Meski begitu, ada beberapa risiko terutama berkaitan dengan perlambatan perdagangan global dan konsumsi sektor swasta. Kepala Perwakilan Bank Dunia di Indonesia Rodrigo A Chaves mengatakan, pertumbuhan ekonomi Indonesia diperkirakan tetap positif dengan diproyeksikan sebesar 5,3% pada 2018. Namun, kontribusi dari ekspor diperkirakan akan teredam seiring menurunnya nilai tukar perdagangan dan pertumbuhan impor. ”Kondisi global masih berisiko terutama proteksionisme dari beberapa negara dan ini sulit diproyeksikan. Langkah-langkah tertentu yang akan diambil masih berisiko,” ujarnya pada laporan triwulan perekonomian Bank Dunia di Jakarta.
Baca Juga: Menko Darmin Berharap Sinkronisasi Satu Peta Selesai 2019
Menurut Chaves, pertumbuhan ekonomi di atas 5% ini sudah termasuk tiga besar di antara negara-negara G20. Meski begitu, masih ada peluang untuk lebih tinggi lagi. ”Salah satunya dengan mendorong investasi dari luar negeri dan memberikan pesan yang jelas bahwa modal masuk seperti FDI tidak hanya diundang namun juga disambut dengan baik. Sementara investor-investor asing yang sudah ada harus dipertahankan,” ujarnya. Selain itu, kebijakan fiskal juga bisa memainkan peran lebih besar untuk memastikan pertumbuhan berkelanjutan dan inklusif.

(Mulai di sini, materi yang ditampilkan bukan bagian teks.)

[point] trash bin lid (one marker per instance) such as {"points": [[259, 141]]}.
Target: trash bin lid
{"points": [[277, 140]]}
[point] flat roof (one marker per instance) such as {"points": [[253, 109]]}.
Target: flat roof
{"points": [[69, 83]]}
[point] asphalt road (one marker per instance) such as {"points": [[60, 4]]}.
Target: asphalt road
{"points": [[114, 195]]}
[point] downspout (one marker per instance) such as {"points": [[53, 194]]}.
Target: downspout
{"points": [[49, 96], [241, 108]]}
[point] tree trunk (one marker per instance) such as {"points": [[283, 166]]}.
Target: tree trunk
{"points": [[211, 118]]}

”Kebijakan ekonomi makro yang baik telah berkontribusi pada pertumbuhan investasi yang mencapai tingkat tertinggi dalam lima tahun terakhir. Tetapi untuk mempercepat investasi secara berarti di luar sektor pertambangan, Indonesia harus mempertimbangkan menggabungkan kombinasi kebijakan yang berani akan berdampak pada perekonomian,” kata Chaves. Bank Dunia juga melaporkan inflasi yang rendah, pengeluaran menjelang pemilu mendatang, dan harga komoditas lebih baik diharapkan dapat meningkatkan pertumbuhan konsumsi.

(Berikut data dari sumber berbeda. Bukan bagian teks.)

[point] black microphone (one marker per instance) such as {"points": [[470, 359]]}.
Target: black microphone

Baca Juga: Rendahnya Upah dan Tingkat Pendidikan Jadi Pemicu Ketimpangan Pendapatan
Selain itu, defisit fiskal diperkirakan akan menyempit sementara defisit neraca transaksi berjalan diproyeksikan akan melebar. Lead Economist untuk Bank Dunia di Indonesia Frederico Gil Sander mengatakan, defisit anggaran diperkirakan tetap terjaga dalam kisaran 2,3% terhadap PDB pada 2018 yang didukung oleh harga minyak tinggi dan reformasi peningkatan penerimaan sehingga meningkatkan total penerimaan. ”Sementara defisit neraca transaksi berjalan diperkirakan melebar pada kisaran 1,9% terhadap PDB pada 2018, lebih tinggi dari 2017 sebesar 1,7% seiring dengan permintaan dalam negeri lebih kuat dan nilai tukar perdagangan yang lebih lemah,” ujarnya.